My main fear as a mama now that school starts for our little one...

This week the blog post was a bit late because I have been in a major cleaning and working mode, I think part of it is knowing my little one will be starting pre-school and its a new season not only weather but in our family; How, when, what? she grew up so fast! so many feeling, so many fears, so many thoughts going around in my head.



My main fear though is her beautiful soul and heart being shattered by other kids. I get it its going to happen, its a part of life I think, I was bullied and shames me to admit I was a bully too. There is nothing I can do to protect her, other than lock her up Rapunzel style, but even then it would just be harming her by keeping her in a bubble, I don't know. Part of what makes us grow and evolve is the challenges we face. A lot of people are amazed to find out I was bullied, but yes believe it or not I was and I was made fun of and that lead me to make pretty bad decisions in my life to try to "fit in" (more on that later) But one thing I can not deny is it made me grow stronger and wiser, I still have to deal with some left over scaring but you know what scar tissue is actually tougher than normal tissue, which means we heal stronger than we were before, it't pretty neat to think of it that way right?

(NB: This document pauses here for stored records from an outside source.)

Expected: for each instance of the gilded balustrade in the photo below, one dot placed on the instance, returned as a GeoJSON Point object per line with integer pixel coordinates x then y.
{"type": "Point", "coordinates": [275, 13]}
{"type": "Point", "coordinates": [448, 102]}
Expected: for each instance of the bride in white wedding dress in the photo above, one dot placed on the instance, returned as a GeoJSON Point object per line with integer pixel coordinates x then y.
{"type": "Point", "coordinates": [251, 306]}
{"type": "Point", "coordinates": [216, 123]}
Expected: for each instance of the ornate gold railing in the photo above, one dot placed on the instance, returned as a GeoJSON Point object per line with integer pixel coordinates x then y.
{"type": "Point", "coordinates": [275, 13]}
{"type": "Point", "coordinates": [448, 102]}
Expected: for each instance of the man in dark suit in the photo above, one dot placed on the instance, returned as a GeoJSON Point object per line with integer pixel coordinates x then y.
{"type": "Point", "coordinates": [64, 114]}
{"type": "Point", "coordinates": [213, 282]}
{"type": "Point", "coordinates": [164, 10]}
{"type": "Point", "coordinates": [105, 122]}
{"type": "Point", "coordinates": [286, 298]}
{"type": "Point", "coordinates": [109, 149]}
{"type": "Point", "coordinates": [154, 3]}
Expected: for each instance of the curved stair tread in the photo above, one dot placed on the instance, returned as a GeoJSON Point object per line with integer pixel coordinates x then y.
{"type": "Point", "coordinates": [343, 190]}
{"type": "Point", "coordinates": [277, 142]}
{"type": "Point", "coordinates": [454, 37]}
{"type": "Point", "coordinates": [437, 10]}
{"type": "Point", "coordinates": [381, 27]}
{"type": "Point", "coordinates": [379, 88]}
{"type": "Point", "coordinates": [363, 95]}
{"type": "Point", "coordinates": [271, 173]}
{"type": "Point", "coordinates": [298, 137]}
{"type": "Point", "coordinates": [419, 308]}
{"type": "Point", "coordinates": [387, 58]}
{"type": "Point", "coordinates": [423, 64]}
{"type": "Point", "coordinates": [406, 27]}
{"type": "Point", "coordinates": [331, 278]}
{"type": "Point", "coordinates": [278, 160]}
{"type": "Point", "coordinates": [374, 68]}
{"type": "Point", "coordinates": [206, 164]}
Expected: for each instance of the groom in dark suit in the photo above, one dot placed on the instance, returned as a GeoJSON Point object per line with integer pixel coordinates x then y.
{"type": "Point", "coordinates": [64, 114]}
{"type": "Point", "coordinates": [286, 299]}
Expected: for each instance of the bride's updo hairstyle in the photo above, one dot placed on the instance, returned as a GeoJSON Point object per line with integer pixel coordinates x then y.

Back to my main point, even though I know its going to happen at some point or another I also wish parents would be more present and make more of an effort to catch the "prime parenting moments" that show up for us to instill kindness, compassion, and generosity in our kids and maybe that would help the situation.

Just so that you guys understand what I mean as "prime parenting moments" a few weeks back we were in swim class and little one was bumped up to a class with older girls-without mama in the pool- for a newly 3 year old to be alone in the pool surrounded by 4, 5 and up to 9 year old without mama was a bit scary not knowing what to expect the first few times and naturally she cried a bit before class started. We arrived the next week and the girls 6 and 9 started making fun of my little one, calling her names and laughing at her about crying in the pool, but that is not what amazed me, what really took me off kilter was the reaction of the adults with the girls, the grandma of the 9 year old just laughed and the mom of the 6 year old just said "keep it to yourself"... well that was in my opinion what I call a "prime parenting moment" that showed up and was not taken advantage of. It was the right moment to teach the girls and help them see the age difference and how to be kind, compassionate, and understanding. There was one mom who encouraged her little one to talk to mine and hold her hand if she was scared and I was so grateful for her encouragement and that simple action as was my little girl. I have also had these"prime parenting moments" when there's a smaller kid that approaches my daughter and she thinks shes "soooo big now" and ignores the little one, I still approach her and teach her to be polite, understanding, kind and generous. It is the parents responsibility to teach and show them when times like this come along, how else are they going to learn it?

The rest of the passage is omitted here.